Third comment, from Cate:

“During the school closings, should you encourage your child to interact socially via FaceTime, etc. when he or she is uncertain or uninterested in that activity?”

The short answer to Cate’s question is “no” for my son, and “yes” for my daughter. And we’re all stuck in the same house, so it’s hard to hide the discrepancy.

Quoting the Middle School Continuity Plan emailed to us on March 16th: “Remove your child’s cell phone and any other smart devices from the room while your child is engaged in school work.”

Margot takes after her father, in that she can bend rules almost without thinking. James and I are rule-followers.

So imagine my discomfort when I entered the home office on the first day of online school to find Margot simultaneously on her school-issued Chromebook and chatting with a buddy. Remember this photo?

Okay, so the Chromebook is closed. But it was open when I walked in.

Now I have a lot of experience with rule benders. I remind myself it’s what makes them so much fun. So, I let Margot keep her phone. But then Cate asked her question, and I emailed Perrin Jones, Director of Middle School at Margot’s school, for clarification.

Did I throw Margot under the bus? Maybe. Sometimes you have to sacrifice the privacy of one for the benefit of many. Perrin wrote:

“Many middle schoolers don’t have the intellectual and emotional maturity to use a phone responsibly, which is why I recommended parents take them up during school work.  But they have to learn, so not allowing any phone use may not be the right way to go either.  It depends on your child.”

This is the problem with guidelines. They can’t account for individual circumstances. That’s the parent’s job now.

So here’s my thinking. Margot is allowed to use her phone during online school because I’m usually within earshot, she knows I’ll take it away if she misuses it, and she benefits from the social interaction that comes during school time. Thrives on it, actually. And this online school has stolen that bright spot from her days.
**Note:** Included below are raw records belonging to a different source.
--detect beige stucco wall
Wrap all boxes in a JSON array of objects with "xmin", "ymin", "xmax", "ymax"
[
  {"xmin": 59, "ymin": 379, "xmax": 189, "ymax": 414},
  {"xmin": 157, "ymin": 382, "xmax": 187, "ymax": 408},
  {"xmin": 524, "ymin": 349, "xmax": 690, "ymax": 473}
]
James isn’t allowed to use his phone, mainly because it’s one of a zillion distractions that assault his brain all day and prevent him from using it to his full capacity. And if I did allow him to use his phone with certain criteria in place, the distraction of rule-breaking would be too much for him to bear. He gets plenty of other opportunities to test the limits with his phone use outside of school time, trust me.